Container spot rates are likely to fall sharply after Chinese New Year, but will strengthen thereafter, according to shipping consultancy Drewry.
The consultancy said that carriers are in for fairly steep price reductions immediately after CNY as its World Container Index (WCI) is expected to be on a par with 2016 (year of the Monkey), when after a reasonable pre-CNY boost of 24%, rates crashed by 41% afterwards.
Spot prices on the key East-West corridors have usually increased during the lead up to Chinese New Year (CNY), which lands in and around the end of January/mid-February.
As of February 8 the composite benchmark rate for the WCI that covers eight major East-West trades, was USD 1,512 per 40ft container, a rise of 25% on the year-end 2017 figure six weeks prior.
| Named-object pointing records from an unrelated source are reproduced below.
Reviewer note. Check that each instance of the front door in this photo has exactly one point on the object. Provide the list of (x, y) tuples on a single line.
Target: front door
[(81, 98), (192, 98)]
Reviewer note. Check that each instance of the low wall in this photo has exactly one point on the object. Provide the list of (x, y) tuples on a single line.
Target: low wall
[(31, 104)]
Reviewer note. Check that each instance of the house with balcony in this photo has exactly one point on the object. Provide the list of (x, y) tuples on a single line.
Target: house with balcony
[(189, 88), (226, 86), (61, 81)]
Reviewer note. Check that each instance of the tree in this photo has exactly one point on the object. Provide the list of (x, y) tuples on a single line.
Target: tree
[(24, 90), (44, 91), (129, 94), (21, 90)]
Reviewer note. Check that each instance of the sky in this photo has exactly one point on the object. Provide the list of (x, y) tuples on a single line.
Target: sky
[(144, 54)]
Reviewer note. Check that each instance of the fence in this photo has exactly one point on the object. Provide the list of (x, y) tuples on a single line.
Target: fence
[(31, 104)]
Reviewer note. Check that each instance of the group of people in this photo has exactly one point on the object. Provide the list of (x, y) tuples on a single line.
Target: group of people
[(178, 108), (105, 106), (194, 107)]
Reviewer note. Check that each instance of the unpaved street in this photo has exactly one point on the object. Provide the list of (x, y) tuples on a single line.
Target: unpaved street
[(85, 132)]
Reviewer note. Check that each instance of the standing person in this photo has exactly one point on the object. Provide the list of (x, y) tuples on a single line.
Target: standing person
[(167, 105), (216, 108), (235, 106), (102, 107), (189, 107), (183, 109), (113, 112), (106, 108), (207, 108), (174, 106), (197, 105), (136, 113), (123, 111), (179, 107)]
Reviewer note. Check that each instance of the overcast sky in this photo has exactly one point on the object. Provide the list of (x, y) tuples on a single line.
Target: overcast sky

Similar increases were seen in both of the previous two years’ six-weeks out from CNY.
While there is a lot of potential new tonnage due in 2018 (some 2 million TEU after slippage from last year), the carriers are expected to suppress their impact with more deferrals, scrapping and if necessary by reactivating the idle fleet, which is now below 2%.
Moreover, void sailings will remain a key part of the arsenal to prevent trade load factors falling precipitously in any given month.
Last year brought some respite for carriers as the pre-CNY gains exceeded the post-CNY lull, which meant that the prevailing rates six weeks after CNY was around USD 100 higher than it had been six weeks prior to the festivities, giving a reasonably stable platform for contract negotiations.